How can I insert dates in my database?
And on and on ... All of these question and more are easily and virtually instantly resolved with one little cf tag that has been around for quite a while. The wonderful tag is cfqueryparam, in case you missed the title of this article.
CFQUERYPARAM, added in Coldfusion Server 4.5.1, will solve virtually all of your database problems regarding data types and variables. It adds a level of security, and performance to your queries. I believe that it is the number one most under used or misunderstood ColdFusion tags provided in the language, yet it is one of the most useful, powerful, timesaving tags for working with queries.

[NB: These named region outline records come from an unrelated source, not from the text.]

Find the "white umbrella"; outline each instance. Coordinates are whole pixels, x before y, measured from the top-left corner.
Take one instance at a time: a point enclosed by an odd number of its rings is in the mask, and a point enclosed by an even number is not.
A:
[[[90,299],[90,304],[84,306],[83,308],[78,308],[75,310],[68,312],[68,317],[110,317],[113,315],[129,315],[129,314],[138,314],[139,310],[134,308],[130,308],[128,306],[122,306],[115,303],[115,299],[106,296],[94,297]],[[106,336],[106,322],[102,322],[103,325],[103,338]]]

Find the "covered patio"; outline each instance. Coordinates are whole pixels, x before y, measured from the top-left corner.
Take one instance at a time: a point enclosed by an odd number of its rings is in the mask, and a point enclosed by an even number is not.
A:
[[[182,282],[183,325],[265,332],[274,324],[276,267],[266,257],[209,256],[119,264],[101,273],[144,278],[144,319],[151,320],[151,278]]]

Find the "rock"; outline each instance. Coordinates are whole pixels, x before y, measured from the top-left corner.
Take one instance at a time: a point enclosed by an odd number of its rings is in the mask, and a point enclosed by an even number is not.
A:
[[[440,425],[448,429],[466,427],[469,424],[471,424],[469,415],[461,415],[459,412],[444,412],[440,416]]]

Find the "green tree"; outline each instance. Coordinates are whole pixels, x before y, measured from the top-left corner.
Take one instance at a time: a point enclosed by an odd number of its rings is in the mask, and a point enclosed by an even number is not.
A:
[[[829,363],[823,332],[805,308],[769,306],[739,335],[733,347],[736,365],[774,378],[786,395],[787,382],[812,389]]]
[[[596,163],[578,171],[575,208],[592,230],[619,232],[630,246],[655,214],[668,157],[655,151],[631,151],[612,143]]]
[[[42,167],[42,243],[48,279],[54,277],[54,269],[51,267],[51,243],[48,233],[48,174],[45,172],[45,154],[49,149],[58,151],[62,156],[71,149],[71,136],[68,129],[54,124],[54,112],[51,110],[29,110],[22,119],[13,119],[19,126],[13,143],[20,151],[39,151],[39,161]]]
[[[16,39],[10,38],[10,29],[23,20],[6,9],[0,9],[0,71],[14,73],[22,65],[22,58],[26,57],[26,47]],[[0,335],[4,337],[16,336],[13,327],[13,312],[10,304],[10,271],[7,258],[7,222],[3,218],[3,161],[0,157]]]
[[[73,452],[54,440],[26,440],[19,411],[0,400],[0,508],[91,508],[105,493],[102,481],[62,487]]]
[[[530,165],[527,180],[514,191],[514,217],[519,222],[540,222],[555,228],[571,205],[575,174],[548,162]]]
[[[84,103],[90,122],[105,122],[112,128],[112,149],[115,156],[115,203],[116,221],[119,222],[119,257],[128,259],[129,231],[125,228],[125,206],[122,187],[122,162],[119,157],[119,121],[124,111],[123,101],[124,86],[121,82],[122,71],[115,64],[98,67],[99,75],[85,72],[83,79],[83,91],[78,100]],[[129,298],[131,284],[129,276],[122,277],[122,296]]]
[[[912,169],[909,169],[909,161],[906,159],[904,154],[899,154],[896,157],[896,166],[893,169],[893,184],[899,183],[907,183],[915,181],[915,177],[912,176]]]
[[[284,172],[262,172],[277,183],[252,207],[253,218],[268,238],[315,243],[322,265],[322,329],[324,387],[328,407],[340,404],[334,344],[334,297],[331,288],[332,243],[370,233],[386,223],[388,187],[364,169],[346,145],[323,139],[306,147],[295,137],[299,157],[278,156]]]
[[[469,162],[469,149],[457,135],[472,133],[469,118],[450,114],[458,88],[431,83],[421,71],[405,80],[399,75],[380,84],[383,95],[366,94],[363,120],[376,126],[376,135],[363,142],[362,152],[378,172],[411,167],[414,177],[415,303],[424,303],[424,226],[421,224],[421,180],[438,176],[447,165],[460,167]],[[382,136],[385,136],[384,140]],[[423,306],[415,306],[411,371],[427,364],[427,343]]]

A few ways that CFQUERYPARAM will help you:
Boolean Values
Coldfusion uses several values for Boolean. This includes yes/no, true/false, and the classic 1/0. Coldfusion will also recognize any non-zero number as true. Example: #yesNoFormat(-.001)# is YES, as is #yesNoFormat(100)#
CFQUERYPARAM becomes useful while working with Coldfusion Booleans, as it will convert any of the non 1/0 type Booleans to a 1/0 type that your DB can accept.
Data Binding
When we write a query, we are writing a simplified version of what the DB really would like. CFQUERYPARAM binds their values to the proper data type, enabling a faster, more efficient query.
Special Characters
CFQUERYPARAM also handles special characters well. There is no need to use preserveSingleQoutes() if you are using CFQUERYPARAM. It naturally keeps special characters in proper format.
Security
Because of the way CFQUERYPARAM handles variables that we pass it, SQL injection is virtually impossible while using it. For one, CFQUERYPARAM validates the data to the specified data type. (Specified with the 'cfsqltype' attribute.) So if a string is passed to a CFQUERYPARAM tag with the cfsqltype attribute set to "cf_sql_integer", you will throw an error.
The parameters that CFQUERYPARAM sends to the query are NOT executed EVER.
Lists
You can use CFQUERYPARAM with the 'list' attribute set to 'yes' if you are using IN() in your queries. Using the List attribute allows a comma separated list of integers to be used in your queries. If list="no", then the list is just a string, and would throw an error if being used as a list of integers.
So in the end, although using cfqueryparam seems slightly cumbersome at first, It saves you big time in strong data validation. It also makes inserting and updating much easier, as data types are checked for you.
One possible drawback to using CFQUERYPARAM is that a query using it will not be cached (Update! CFQP will be cache-able after MX7!), even if you specify that it should be in the cfquery tag. If you want to cache a query that does have a CF variable in it, make sure you check the values of the variable very well before letting it through to the query tag. Other methods of caching should be used if needed, such as placing the results in a persistent scope. If it is a id from the URL, make sure it is numeric with the 'isNumeric()' function.